Winter has been very mild here in central Florida this year. My herbs still look great. After pruning back my basil and lemon balm plants, it appeared that it was time to make pesto again. Pesto is one of my favorite sauces! 🙂
I do have one problem with traditional pesto recipes – not only do they contain a lot of oil, they contain a lot of olive oil. Most people have been led to believe that olive oil is a “health food”, and that just isn’t the case. Most plant based oils have omega fatty acid ratios that favor omega-6 and lead to inflammation. As I have a history of inflammatory disease, I try to eat very little oil, but when I do need to use a little in a recipe, I opt for flaxseed oil, which is very high in omega-3 fatty acid, making it an anti-inflammatory food. Flaxseed oil is a little pricey though, so in order to reduce the total amount required in the recipe, I make a thicker pesto spread instead of a sauce. It is wonderful in sandwiches!

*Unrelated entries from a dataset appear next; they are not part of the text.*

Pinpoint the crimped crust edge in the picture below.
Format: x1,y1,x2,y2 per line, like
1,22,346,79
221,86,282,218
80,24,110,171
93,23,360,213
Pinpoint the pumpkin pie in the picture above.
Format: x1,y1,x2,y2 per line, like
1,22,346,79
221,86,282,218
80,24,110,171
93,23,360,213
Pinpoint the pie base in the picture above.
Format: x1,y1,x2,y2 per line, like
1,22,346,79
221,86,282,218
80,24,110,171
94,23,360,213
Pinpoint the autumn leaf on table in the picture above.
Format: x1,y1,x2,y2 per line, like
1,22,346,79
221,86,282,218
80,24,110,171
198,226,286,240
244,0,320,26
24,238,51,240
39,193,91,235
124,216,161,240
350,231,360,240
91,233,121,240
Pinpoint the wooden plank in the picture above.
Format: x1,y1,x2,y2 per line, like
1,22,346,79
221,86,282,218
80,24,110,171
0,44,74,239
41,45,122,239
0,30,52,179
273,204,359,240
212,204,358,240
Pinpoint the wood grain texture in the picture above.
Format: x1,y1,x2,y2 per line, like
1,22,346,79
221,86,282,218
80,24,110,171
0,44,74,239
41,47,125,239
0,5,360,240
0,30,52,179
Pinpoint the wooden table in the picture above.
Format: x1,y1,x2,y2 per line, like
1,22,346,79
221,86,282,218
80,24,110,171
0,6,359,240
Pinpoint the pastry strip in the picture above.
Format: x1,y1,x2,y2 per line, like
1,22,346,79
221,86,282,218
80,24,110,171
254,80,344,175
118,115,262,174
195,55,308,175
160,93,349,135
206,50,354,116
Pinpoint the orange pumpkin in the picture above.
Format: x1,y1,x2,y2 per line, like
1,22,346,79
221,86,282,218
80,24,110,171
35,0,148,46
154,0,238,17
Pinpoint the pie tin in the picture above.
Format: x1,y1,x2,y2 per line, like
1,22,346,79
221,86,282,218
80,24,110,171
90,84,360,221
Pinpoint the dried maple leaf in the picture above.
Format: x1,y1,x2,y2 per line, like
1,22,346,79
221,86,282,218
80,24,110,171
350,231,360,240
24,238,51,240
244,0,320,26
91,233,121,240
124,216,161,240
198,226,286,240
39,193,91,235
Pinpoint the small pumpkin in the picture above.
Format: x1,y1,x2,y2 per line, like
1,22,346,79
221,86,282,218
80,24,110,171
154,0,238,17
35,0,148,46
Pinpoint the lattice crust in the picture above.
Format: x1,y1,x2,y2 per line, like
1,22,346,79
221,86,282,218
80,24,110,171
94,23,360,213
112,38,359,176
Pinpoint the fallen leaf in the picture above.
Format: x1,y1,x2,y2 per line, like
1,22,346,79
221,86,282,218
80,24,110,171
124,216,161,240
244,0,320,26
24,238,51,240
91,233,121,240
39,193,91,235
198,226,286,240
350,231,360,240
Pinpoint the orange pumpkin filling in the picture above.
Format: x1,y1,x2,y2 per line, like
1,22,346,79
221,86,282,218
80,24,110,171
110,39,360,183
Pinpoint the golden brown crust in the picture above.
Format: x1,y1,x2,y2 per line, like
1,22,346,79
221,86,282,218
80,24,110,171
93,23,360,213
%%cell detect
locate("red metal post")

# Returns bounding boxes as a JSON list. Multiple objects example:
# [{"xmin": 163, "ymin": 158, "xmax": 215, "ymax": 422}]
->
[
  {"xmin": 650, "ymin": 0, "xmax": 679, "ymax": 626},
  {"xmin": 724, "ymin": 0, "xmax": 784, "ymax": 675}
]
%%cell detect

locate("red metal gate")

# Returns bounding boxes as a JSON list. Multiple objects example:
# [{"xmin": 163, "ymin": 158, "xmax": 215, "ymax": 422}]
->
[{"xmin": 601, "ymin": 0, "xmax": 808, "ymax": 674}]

Another ingredient in traditional pesto, which is problematic, is pine nuts. Standard variety pine nuts have THREE HUNDRED TIMES more omega-6 than omega-3. According to Dr. Joel Fuhrman, the Mediterranean variety of pine nuts is much better with a 1:30 ratio. It is significantly better (10 times to be exact), but still very high. We can do even better than that be replacing the pine nuts in traditional pesto with hemp seeds. Hemp seeds have a 1:3 ratio – 10 times better than even the Mediterranean pine nuts. They also have a nutty flavor that compliments the flaxseed oil nicely. By replacing pine nuts with hemp seeds, we have literally made the omega fatty acid ratio of the nut/seed component in recipe one hundred times better.
The last ingredient that I have replaced in this recipe is the cheese. There is a lot of controversy regarding the health benefits of dairy when all factors are considered (whether or not it is from grass fed animals, whether it not it is pasteurized, etc.). Regardless of these things, I’m allergic to it, so dairy is a non-negotiable ingredient exclusion for me. Instead of cheese, I use nutritional yeast in this recipe. It is an inactive yeast that contains all essential amino acids, and multiple B-vitamins. Some brands, like Red Star Nutritional Yeast, are also fortified with B-12.
It’s also REALLY good in sandwiches.
- 3 cups basil (replace up to 1/4 cup with lemon balm, if desired)
- 1/4 cup flaxseed oil
- 1/4 cup hemp seed
- 1/4 cup nutritional yeast
- 3/4 tsp sea salt
- 1 TB Trader Joe's "21 Seasoning Salute" (or your favorite garlic or Italian-inspired spice blend)
- Combine all ingredients in a food processor until an even, but slightly chunky, consistency is achieved.
- I used lemon balm to replace some of the basil because I had it in my garden, but you don't have to do that for this recipe. It adds a nice hint of lemon to the recipe, but is not necessary.
- I experimented with the Trader Joe's seasoning mix since I had swapped out a few other ingredients, but you don't have to use it. You can use a garlic powder based seasoning blend or an Italian-inspired spice blend of your choice, and it would probably still taste great.